El niño también lo sintió. No estaba seguro de qué era, pero el aire se había vuelto más denso. Como si la casa, de pronto, respirara diferente. Como si algo, en algún rincón, acabara de despertarse.

Y entonces lo oyó.

Un sonido lejano. Un chirrido apenas audible, como el roce de algo contra el suelo de madera.

El niño tragó saliva y apartó la manta. Se puso de pie con cautela, su corazón golpeando fuerte en su pecho. Miró hacia el pasillo. La luz de la lámpara del salón apenas iluminaba la entrada, dejando el resto sumido en sombras.

Tal vez solo era el viento. Tal vez alguna ventana mal cerrada.

Pero el gato seguía allí, inmóvil, con el lomo arqueado y los ojos fijos en la oscuridad.

Y entonces, la puerta principal se abrió.

No con violencia. No con un estruendo.

Se abrió con un leve crujido, como si alguien hubiera deslizado la cerradura con paciencia, con la calma de quien sabe que nadie lo está esperando.

La silueta apareció en la entrada, envuelta en sombras.

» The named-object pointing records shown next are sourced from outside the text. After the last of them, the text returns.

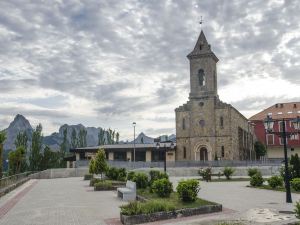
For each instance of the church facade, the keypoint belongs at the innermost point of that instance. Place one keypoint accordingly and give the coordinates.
(206, 127)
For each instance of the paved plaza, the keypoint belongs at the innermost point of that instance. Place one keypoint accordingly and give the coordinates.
(71, 201)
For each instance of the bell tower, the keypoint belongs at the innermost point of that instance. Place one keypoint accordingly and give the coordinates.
(203, 70)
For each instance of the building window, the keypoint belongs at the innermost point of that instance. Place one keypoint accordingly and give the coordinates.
(222, 151)
(270, 139)
(281, 141)
(221, 122)
(201, 77)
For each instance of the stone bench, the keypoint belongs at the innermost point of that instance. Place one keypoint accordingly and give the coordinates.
(128, 193)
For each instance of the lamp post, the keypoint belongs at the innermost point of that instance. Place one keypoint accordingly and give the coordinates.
(269, 123)
(165, 153)
(134, 124)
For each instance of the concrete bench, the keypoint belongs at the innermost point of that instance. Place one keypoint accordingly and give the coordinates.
(128, 193)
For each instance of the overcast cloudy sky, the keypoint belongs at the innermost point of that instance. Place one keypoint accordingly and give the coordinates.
(109, 63)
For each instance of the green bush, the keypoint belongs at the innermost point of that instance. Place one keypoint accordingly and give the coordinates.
(297, 210)
(275, 181)
(156, 175)
(188, 189)
(93, 181)
(256, 180)
(141, 180)
(103, 185)
(130, 175)
(252, 171)
(137, 208)
(162, 187)
(88, 176)
(228, 171)
(205, 173)
(296, 184)
(114, 173)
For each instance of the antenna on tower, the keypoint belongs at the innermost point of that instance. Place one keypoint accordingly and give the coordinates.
(201, 22)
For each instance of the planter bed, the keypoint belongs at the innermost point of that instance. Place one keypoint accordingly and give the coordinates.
(146, 218)
(182, 209)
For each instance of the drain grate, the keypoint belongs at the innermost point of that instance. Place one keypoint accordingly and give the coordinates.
(286, 212)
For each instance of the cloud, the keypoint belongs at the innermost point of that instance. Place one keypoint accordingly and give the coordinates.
(105, 63)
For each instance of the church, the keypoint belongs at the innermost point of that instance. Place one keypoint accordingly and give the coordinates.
(207, 128)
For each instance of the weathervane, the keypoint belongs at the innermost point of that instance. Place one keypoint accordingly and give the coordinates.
(201, 22)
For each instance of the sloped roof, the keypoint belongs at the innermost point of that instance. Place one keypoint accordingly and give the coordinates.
(287, 110)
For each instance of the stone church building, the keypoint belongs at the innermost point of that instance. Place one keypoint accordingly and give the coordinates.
(206, 127)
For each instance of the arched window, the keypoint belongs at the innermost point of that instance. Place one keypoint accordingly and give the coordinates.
(221, 122)
(201, 77)
(223, 151)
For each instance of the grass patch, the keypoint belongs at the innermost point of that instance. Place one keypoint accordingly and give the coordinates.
(267, 187)
(174, 200)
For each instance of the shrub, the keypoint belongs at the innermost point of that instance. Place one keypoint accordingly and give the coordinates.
(136, 208)
(156, 175)
(88, 176)
(103, 185)
(275, 181)
(130, 175)
(141, 180)
(188, 189)
(93, 181)
(122, 174)
(297, 210)
(228, 171)
(296, 184)
(256, 180)
(162, 187)
(205, 173)
(252, 171)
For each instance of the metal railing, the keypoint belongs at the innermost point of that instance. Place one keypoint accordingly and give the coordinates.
(220, 163)
(10, 180)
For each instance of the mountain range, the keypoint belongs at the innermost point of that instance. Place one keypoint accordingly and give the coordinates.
(21, 124)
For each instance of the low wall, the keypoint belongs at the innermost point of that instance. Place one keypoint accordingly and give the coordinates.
(176, 172)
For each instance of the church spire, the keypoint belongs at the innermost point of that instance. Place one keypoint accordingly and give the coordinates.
(202, 48)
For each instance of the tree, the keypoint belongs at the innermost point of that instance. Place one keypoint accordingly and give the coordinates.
(91, 166)
(260, 149)
(64, 147)
(82, 138)
(74, 140)
(2, 139)
(17, 160)
(100, 164)
(50, 159)
(21, 140)
(35, 150)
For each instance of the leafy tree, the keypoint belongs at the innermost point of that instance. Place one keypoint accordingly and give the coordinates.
(100, 164)
(50, 159)
(64, 147)
(2, 139)
(260, 149)
(17, 160)
(35, 150)
(74, 140)
(82, 138)
(101, 137)
(21, 140)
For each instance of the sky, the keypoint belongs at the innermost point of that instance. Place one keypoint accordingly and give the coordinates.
(108, 63)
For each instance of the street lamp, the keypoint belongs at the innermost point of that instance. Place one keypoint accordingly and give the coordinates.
(269, 124)
(165, 153)
(134, 124)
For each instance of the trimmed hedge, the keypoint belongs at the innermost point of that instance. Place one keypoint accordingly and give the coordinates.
(162, 187)
(188, 190)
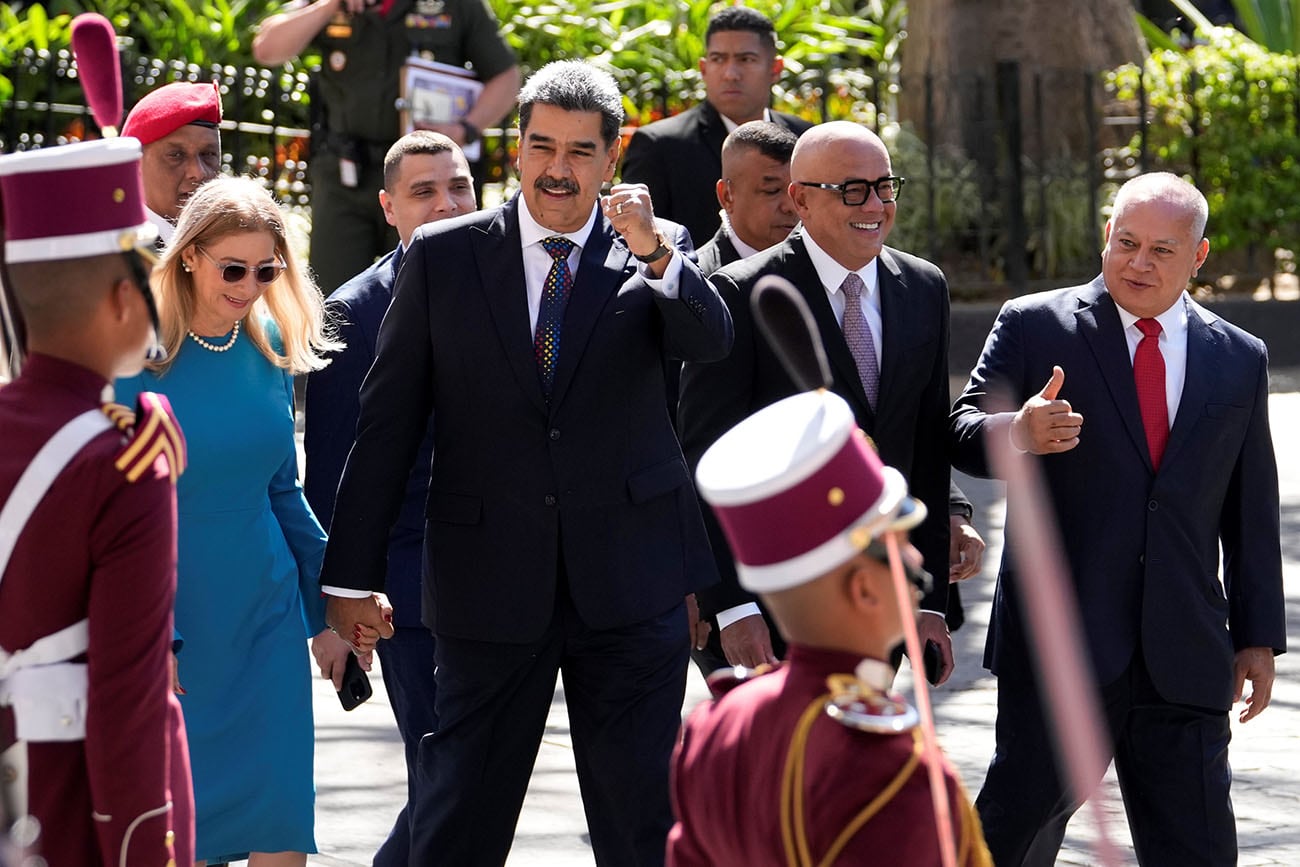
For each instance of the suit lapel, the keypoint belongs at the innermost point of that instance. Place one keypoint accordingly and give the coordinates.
(499, 259)
(599, 274)
(1203, 347)
(895, 313)
(844, 368)
(1099, 323)
(713, 131)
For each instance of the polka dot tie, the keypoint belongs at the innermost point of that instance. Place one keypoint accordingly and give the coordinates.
(550, 315)
(1149, 378)
(857, 334)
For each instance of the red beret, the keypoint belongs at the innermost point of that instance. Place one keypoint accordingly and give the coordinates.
(170, 107)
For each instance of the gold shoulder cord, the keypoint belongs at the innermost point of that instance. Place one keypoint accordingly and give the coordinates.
(793, 832)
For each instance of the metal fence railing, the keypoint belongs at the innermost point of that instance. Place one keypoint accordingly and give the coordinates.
(991, 203)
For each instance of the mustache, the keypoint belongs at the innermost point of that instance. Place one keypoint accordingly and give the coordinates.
(562, 185)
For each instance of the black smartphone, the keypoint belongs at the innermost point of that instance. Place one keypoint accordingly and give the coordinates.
(932, 662)
(356, 685)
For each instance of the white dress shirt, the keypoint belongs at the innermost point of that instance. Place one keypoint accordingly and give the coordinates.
(1173, 346)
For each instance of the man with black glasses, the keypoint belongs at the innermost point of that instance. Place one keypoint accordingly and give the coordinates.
(883, 317)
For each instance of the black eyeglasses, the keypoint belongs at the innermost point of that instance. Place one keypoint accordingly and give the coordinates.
(234, 272)
(857, 191)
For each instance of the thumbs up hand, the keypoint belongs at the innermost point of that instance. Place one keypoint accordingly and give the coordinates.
(1045, 424)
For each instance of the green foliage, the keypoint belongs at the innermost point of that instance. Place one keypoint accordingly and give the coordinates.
(198, 31)
(1225, 113)
(1273, 24)
(653, 46)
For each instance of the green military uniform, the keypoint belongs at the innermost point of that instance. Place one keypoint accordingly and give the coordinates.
(358, 87)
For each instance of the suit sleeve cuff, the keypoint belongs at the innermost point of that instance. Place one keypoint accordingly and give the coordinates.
(728, 616)
(346, 593)
(670, 285)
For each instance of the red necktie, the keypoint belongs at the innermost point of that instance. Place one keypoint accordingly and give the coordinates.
(1149, 377)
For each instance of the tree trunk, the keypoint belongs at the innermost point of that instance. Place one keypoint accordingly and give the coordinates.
(958, 43)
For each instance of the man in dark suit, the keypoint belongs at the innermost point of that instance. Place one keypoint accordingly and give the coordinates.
(757, 211)
(425, 178)
(902, 402)
(680, 157)
(563, 532)
(1153, 430)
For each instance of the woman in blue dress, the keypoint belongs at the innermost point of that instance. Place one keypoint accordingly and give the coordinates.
(238, 319)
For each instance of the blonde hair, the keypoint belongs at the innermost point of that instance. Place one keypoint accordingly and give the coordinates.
(229, 206)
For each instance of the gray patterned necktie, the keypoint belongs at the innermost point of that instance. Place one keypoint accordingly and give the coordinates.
(857, 334)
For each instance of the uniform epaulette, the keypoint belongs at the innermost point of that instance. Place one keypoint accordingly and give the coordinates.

Un hombre alto, delgado, con el rostro oculto por la penumbra.Silueta del hombre

Sus movimientos eran pausados, precisos, como si ya hubiera estado allí antes. Como si conociera cada rincón de la casa.

El niño sintió que el aire se le atascaba en la garganta. No podía moverse. No podía gritar.

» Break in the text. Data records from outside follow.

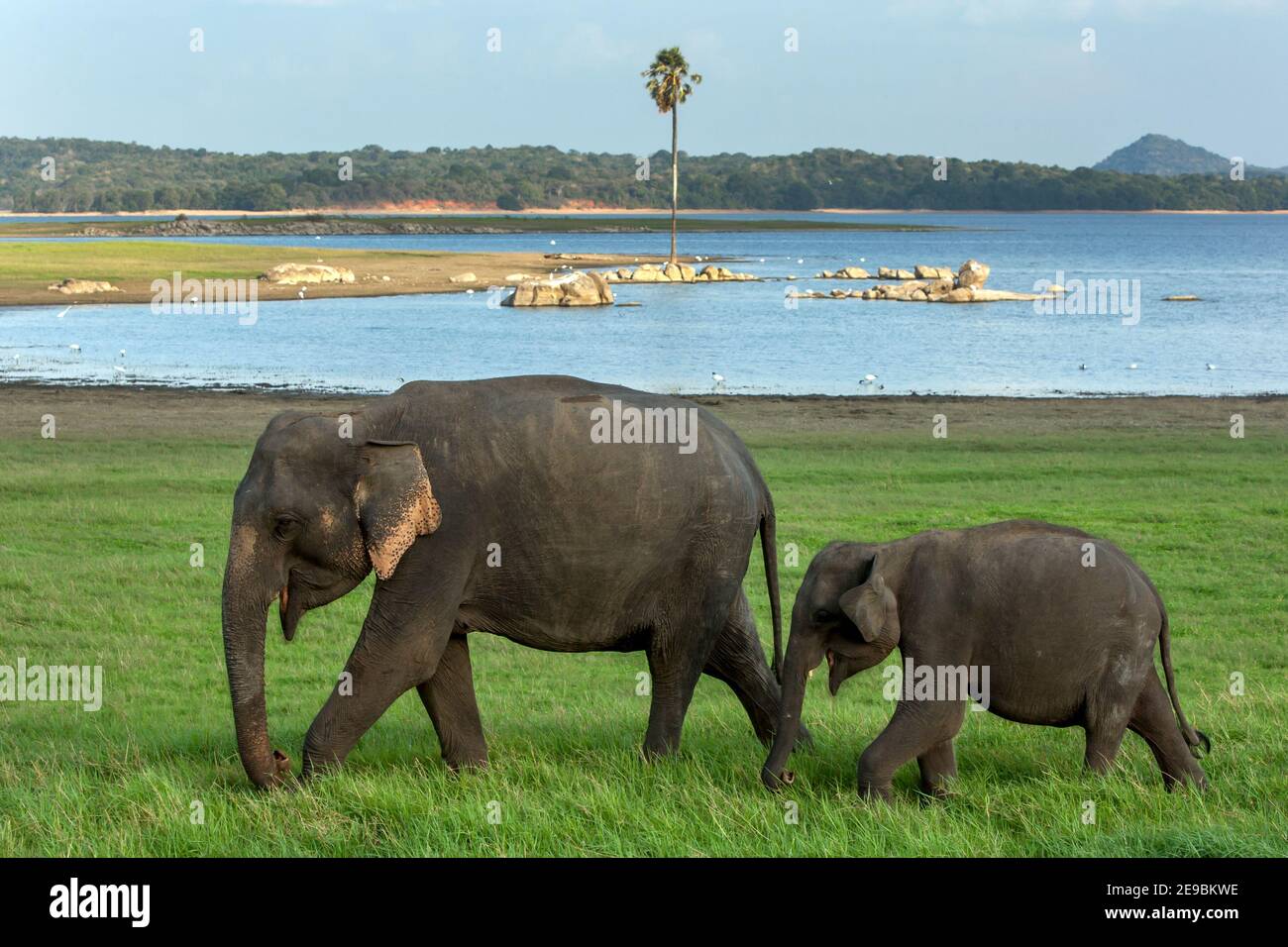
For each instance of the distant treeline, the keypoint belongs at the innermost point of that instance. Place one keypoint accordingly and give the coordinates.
(88, 175)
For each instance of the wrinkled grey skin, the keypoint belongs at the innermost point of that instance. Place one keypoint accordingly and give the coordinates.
(603, 547)
(1067, 644)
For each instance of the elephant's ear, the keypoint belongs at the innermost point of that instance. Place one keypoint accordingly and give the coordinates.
(394, 501)
(874, 609)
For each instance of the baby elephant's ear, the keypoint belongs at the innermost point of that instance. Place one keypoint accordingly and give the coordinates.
(394, 501)
(872, 608)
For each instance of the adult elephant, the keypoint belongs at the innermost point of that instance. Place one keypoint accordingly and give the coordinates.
(554, 512)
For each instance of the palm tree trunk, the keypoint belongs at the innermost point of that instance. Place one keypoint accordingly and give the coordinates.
(675, 170)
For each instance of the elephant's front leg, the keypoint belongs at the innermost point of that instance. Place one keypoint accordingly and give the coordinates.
(449, 697)
(403, 637)
(915, 728)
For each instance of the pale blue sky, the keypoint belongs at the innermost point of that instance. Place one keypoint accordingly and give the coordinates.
(971, 78)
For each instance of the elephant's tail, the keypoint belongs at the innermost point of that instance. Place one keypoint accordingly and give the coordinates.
(769, 551)
(1196, 738)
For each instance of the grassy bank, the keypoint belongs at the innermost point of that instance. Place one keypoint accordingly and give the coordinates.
(445, 223)
(94, 569)
(29, 268)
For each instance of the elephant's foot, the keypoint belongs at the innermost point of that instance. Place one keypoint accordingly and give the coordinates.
(870, 791)
(652, 751)
(465, 763)
(777, 781)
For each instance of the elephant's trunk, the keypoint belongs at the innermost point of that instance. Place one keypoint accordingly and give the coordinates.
(804, 652)
(244, 613)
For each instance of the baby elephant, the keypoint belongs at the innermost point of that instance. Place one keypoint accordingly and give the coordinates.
(1039, 624)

El hombre dio un paso adelante. Luego otro.

Algo brilló en su mano.

El cuchillo reflejó la tenue luz de la lámpara, frío y afilado, esperando ser usado.

El niño retrocedió, con la mirada clavada en aquella sombra que avanzaba hacia él.

No entendía por qué estaba allí. No entendía qué quería.

Solo sabía que debía correr.

Pero sus pies no respondieron.

El gato fue el primero en moverse.

Con un maullido feroz, se lanzó sobre la figura oscura, clavando garras y dientes en su carne.

Un gruñido de dolor y furia se rompió en la quietud de la casa.

El cuchillo cayó al suelo con un golpe sordo.

El niño reaccionó al fin.

Se giró y corrió.

Corrió sin pensar, con el corazón latiéndole en los oídos.

Subió las escaleras a toda prisa, sintiendo los escalones helados bajo sus pies descalzos.

Se encerró en su habitación y empujó la cómoda contra la puerta con todas sus fuerzas.

Su respiración era entrecortada. Su cuerpo temblaba.

Afuera, el sonido de un forcejeo.

Un golpe seco.

Silencio.

El niño quiso pensar que su amigo había vencido.

Quiso creer que todo había terminado.

Pero entonces, un susurro helado atravesó la puerta.

—Abre la puerta…

Los nudillos golpearon la madera suavemente.

Como un juego.

Como si el hombre quisiera que creyera que todo estaba bien.

—Sé que estás ahí…

El niño retrocedió hasta pegarse a la pared, con los ojos muy abiertos.

No.

No.

No.

El pomo de la puerta giró con lentitud.

La madera crujió.

Y la oscuridad entró en la habitación.

Cuando los padres volvieron a casa, encontraron la puerta entreabierta.

El viento helado se colaba por el umbral, arrastrando la nieve hacia el interior.

Todo estaba en silencio.

Demasiado silencio.

Llamaron a su hijo.

Nadie respondió.

Recorrieron la casa con prisa, con el miedo pegado en la garganta.

Y en lo alto de las escaleras, encontraron la puerta de su habitación abierta.

Dentro, solo quedaba el eco de lo que había sucedido.

Pero la casa guardaba otro secreto.

El cuerpo del intruso yacía en el suelo del pasillo.

Su rostro congelado en una expresión de horror.

Su piel, pálida como la nieve, estaba cubierta de marcas.

Arañazos profundos, mordiscos.

Como si algo lo hubiera atacado sin piedad.

Pero no había nadie allí.

No había rastros de huellas que explicaran cómo había caído.

Solo el silencio.

Y la sensación de que, aunque ya no respiraba, aún estaba presente.

El reloj en la pared marcaba las once y quince cuando la casa quedó vacía.

Pero no del todo.

Porque, con el tiempo, las personas comenzaron a notar sucesos inquietantes.

Las luces de la casa se encendían solas.

Susurros que parecían flotar en la oscuridad.

Algunos aseguraban que, en ciertas noches, se podía ver la figura de un niño en el espejo del pasillo.

Pequeño.

Silencioso.Luna en la nieve

Mirando a través del cristal, esperando.

Y otros…

Otros decían que, a veces, en la profundidad de la noche, se escuchaba el maullido de un gato.